The Harrodsburg City Commission declined to give their blessings to a neighborhood watch program after commissioners and police expressed concerns about the legality of some of the tactics used by the group’s founder.
Members of the “I Love Broadway” Neighborhood Watch program asked for the city’s blessings Monday. The group’s founder, Andy Miner, a handyman known as “Handy Andy,” laid out their plans. In addition to patrolling the neighborhood, the group, which is made up of residents of Broadway and other nearby streets, plans to meet monthly at local churches and issue a newsletter every month.
While every member of the city commission expressed support for neighborhood watch programs, they were worried about the possible legal ramifications of some of the tactics used by Miner, who has led a one-man gentrification campaign on Broadway, the oldest street in Kentucky. Miner assured the commission the watch would not act as a law enforcement agency.
“We are not vigilantes,” he said.
Miner has outfitted his property with an array of surveillance cameras and has posted pictures online—as well as distributed them to elected officials, reporters and law enforcement officers—of what he calls drug dealers.
Commissioner Scott Moseley brought this up Monday night.
“I assure you with 100-percent confidence they are actual drug transactions,” Miner said.
“It was Sid Dunn’s car delivering wings,” said Moseley. “You took a picture of his car and put it all over Facebook.”
Miner said he had a source in the Kentucky State Police.
When Harrodsburg Police Chief Brian Allen said it would be illegal for a KSP employee to release that sort of information, Miner said it only happened once.
“That’s all it takes,” Allen said.
In June, one of Miner’s neighbors, Lucille Hayden, came before the Harrodsburg City Commission to complain about Miner trespassing on other peoples’ property and posting pictures on Facebook.
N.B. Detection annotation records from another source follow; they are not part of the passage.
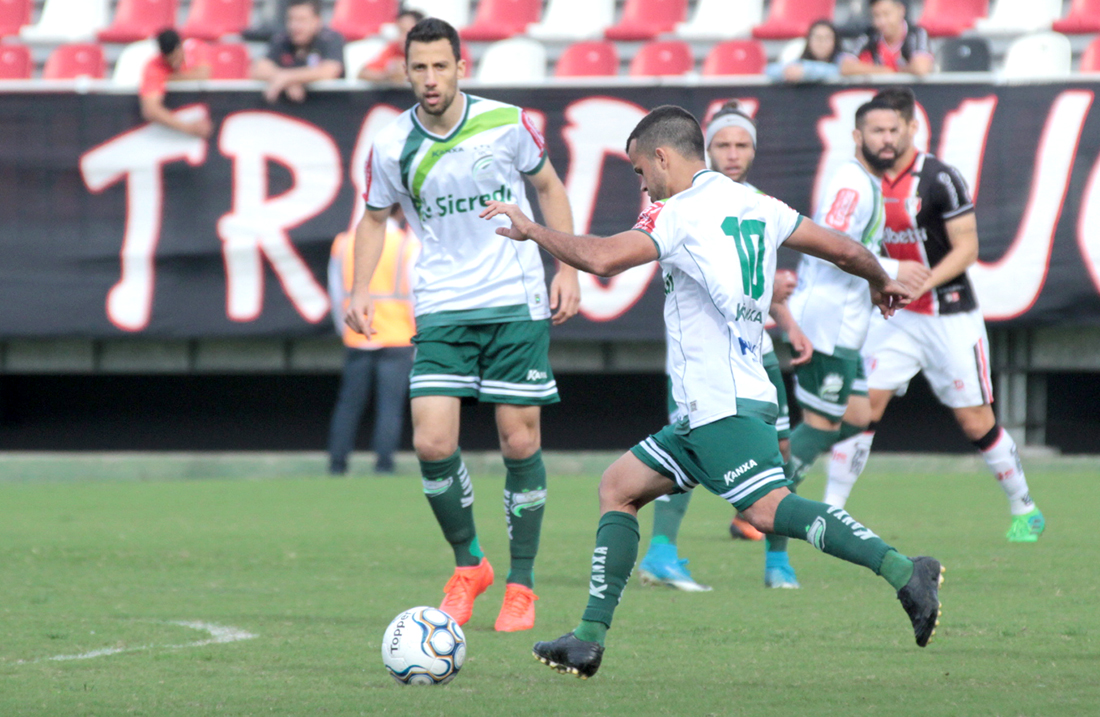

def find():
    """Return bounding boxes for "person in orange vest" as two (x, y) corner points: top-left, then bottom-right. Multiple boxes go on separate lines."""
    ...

(329, 211), (419, 475)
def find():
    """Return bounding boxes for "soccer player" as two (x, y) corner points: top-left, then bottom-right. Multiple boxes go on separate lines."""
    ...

(825, 88), (1045, 542)
(767, 101), (928, 580)
(482, 106), (943, 677)
(638, 100), (813, 592)
(347, 18), (580, 631)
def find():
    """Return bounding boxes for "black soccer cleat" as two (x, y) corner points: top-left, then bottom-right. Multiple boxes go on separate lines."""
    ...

(898, 556), (944, 648)
(534, 632), (604, 680)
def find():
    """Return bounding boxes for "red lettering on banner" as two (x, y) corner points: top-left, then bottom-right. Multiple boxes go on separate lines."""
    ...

(218, 111), (342, 323)
(825, 187), (859, 232)
(80, 104), (208, 331)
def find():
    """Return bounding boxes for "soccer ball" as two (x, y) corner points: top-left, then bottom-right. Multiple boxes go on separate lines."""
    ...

(382, 607), (466, 685)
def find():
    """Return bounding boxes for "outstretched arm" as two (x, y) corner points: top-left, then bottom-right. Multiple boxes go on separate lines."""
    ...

(785, 219), (914, 317)
(481, 201), (658, 276)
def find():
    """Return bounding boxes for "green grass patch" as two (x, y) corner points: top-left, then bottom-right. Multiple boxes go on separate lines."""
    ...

(0, 455), (1100, 717)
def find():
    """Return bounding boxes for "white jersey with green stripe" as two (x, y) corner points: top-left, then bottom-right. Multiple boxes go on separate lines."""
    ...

(790, 158), (898, 355)
(363, 92), (550, 327)
(635, 170), (802, 428)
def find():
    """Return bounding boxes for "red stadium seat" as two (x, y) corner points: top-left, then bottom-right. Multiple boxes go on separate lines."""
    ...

(630, 41), (695, 77)
(459, 0), (542, 42)
(329, 0), (398, 41)
(207, 43), (252, 79)
(604, 0), (688, 40)
(703, 40), (768, 75)
(1080, 37), (1100, 73)
(553, 42), (618, 77)
(179, 0), (252, 41)
(752, 0), (836, 40)
(0, 0), (32, 37)
(1052, 0), (1100, 35)
(42, 43), (107, 79)
(96, 0), (176, 43)
(920, 0), (989, 37)
(0, 42), (34, 79)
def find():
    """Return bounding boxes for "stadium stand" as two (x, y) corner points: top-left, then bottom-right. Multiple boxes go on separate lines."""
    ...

(476, 37), (547, 85)
(527, 0), (615, 41)
(96, 0), (176, 43)
(19, 0), (110, 43)
(677, 0), (763, 40)
(42, 43), (107, 79)
(111, 40), (161, 89)
(0, 45), (34, 79)
(703, 40), (768, 76)
(554, 42), (619, 77)
(207, 43), (252, 79)
(179, 0), (252, 42)
(752, 0), (836, 40)
(0, 0), (31, 37)
(413, 0), (470, 30)
(630, 41), (695, 77)
(344, 37), (388, 81)
(936, 37), (993, 73)
(974, 0), (1062, 35)
(604, 0), (688, 40)
(461, 0), (542, 42)
(917, 0), (989, 37)
(1001, 32), (1073, 79)
(329, 0), (398, 41)
(1052, 0), (1100, 35)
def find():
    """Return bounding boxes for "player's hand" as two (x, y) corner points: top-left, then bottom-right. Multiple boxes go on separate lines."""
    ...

(898, 260), (932, 298)
(344, 291), (377, 339)
(787, 324), (814, 366)
(550, 269), (581, 326)
(771, 269), (799, 304)
(871, 279), (913, 319)
(479, 201), (535, 242)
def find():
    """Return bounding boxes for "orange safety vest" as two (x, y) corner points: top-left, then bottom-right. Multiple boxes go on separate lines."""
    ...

(329, 222), (420, 350)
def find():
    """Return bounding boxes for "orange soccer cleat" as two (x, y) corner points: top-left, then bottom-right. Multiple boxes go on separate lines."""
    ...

(439, 558), (493, 625)
(494, 583), (539, 632)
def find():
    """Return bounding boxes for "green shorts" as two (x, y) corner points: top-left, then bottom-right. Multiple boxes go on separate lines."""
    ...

(409, 319), (560, 406)
(763, 351), (791, 441)
(630, 416), (791, 510)
(794, 349), (867, 421)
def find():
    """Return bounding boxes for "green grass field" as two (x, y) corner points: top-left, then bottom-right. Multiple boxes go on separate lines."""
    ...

(0, 455), (1100, 717)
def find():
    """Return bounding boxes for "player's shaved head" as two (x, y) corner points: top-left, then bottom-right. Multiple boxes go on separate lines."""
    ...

(626, 104), (704, 161)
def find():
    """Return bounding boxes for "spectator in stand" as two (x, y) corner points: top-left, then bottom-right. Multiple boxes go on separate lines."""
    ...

(329, 209), (419, 475)
(138, 27), (213, 140)
(840, 0), (935, 75)
(768, 20), (842, 82)
(359, 10), (425, 85)
(252, 0), (343, 102)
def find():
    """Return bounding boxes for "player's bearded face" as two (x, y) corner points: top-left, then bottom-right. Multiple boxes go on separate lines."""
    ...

(406, 40), (463, 114)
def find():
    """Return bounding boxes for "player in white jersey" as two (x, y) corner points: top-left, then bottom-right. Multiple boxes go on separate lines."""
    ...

(483, 106), (942, 677)
(638, 100), (813, 592)
(825, 88), (1046, 542)
(347, 18), (580, 632)
(791, 101), (928, 532)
In particular, Hayden was upset Miner dumped dirt and debris taken from the creek on another person’s property.
At the time, Miner said he was in the process of acquiring the property. Once the police were called, he said he apologized and removed the dirt.
On Monday night, Miner said the woman who complained in June wasn’t really Hayden.
“All I’ve had are positive comments,” said Miner, who presented a petition signed by 36 people who support the neighborhood watch. Miner called his efforts to clean up Broadway a “spiritual calling.”
Miner also handed out a lawsuit he is filing against a neighbor’s property. Both Harrodsburg Mayor Art Freeman and Mercer County Judge-Executive Milward Dedman are named as defendants. Miner is attempting to take over a house that is delinquent on taxes.
“What is it you want us to do?” Freeman asked.
Miner said he wanted the city’s permission to install a neighborhood watch sign.
Chief Allen asked for it to be tabled until they discussed it further.
“We don’t want you to get yourselves in trouble,” Freeman said. “Give us a little time to talk this over.”
The next city commission meeting will be on Monday, Nov. 11, at 6 p.m.